Japanese name
- Kanji: 古賀浩靖
- Born: 15 August 1947 (age 78) Takikawa, Hokkaido, Japan
- Other names: Furu-Koga; Hiroyasu Arechi (荒地浩靖);
- Education: Kanagawa University
- Known for: Role of kaishakunin in the 1970 Mishima Incident

= Hiroyasu Koga =

Japanese shintoist (born 1947)

Hiroyasu Koga ( Koga Hiroyasu, born 15 August 1947) is a former Tatenokai member and kaishakunin responsible for the decapitations of Yukio Mishima and Masakatsu Morita during their seppuku on November 25, 1970. He studied law at Kanagawa University and intended to become a lawyer.

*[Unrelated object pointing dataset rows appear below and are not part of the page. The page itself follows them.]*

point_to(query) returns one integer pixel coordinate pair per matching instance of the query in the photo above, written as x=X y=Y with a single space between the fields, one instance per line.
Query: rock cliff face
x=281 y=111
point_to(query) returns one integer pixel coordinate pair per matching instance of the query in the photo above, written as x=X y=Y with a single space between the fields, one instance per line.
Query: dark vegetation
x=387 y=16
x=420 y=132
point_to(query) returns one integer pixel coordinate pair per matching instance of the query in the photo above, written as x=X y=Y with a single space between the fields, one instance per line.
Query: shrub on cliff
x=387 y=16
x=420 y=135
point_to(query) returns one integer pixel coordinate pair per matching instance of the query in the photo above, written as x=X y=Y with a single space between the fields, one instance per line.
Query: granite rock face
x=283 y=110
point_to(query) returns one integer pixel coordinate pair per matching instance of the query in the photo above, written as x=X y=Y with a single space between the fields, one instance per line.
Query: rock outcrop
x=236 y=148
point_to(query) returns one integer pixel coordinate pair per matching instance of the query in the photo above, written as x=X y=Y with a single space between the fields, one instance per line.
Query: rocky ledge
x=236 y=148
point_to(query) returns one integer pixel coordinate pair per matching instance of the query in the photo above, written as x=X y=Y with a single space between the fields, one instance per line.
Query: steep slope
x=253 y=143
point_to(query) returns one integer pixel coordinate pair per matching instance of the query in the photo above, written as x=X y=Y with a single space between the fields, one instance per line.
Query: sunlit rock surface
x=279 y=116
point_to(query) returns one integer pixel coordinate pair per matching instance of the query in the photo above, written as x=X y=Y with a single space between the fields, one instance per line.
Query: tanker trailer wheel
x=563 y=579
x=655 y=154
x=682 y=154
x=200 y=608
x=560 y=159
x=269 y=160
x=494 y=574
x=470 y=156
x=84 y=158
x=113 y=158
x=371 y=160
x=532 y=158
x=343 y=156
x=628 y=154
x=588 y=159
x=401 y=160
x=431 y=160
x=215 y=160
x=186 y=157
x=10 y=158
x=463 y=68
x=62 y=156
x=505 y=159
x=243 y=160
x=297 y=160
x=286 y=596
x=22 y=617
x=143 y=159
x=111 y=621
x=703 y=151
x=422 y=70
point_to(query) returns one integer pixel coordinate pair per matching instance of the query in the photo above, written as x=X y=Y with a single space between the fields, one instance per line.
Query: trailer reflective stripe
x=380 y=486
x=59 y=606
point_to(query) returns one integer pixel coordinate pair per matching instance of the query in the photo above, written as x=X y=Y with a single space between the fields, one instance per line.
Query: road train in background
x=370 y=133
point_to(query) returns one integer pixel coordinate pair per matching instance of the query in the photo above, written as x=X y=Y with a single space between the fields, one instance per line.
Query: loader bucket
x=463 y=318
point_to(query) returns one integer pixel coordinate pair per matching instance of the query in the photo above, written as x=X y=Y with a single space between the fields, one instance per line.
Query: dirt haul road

Koga, known by the nickname Furu-Koga (distinguishing him from another Tatenokai member named Masayoshi Koga who was in turn nicknamed Chibi-Koga, 小賀), was a skilled practitioner of kendo (swordsmanship). It was originally planned that Mishima would be decapitated by Masakatsu Morita, the Tatenokai's student leader; however, Morita was not trained in the sword and failed, at which point Koga stepped in to complete it. Koga then decapitated Morita as part of Morita's own seppuku.

Koga and two other participating Tatenokai members (Masayoshi Koga and Masahiro Ogawa) went on trial on March 24, 1971, facing charges of bodily injury, violence, illegal possession of firearms and swords, and assisting a suicide. They were convicted and sentenced to four years' penal servitude, and were released in 1974, a few months early.

As of 2005, it was believed that he was a practising Shinto priest at a shrine on Shikoku. However, an alternative belief is that he never became a Shinto priest, instead becoming the head of the Hokkaido branch of Seicho-no-Ie and was renamed Hiroyasu Arechi. It is further posited that he now resides in Kumamoto.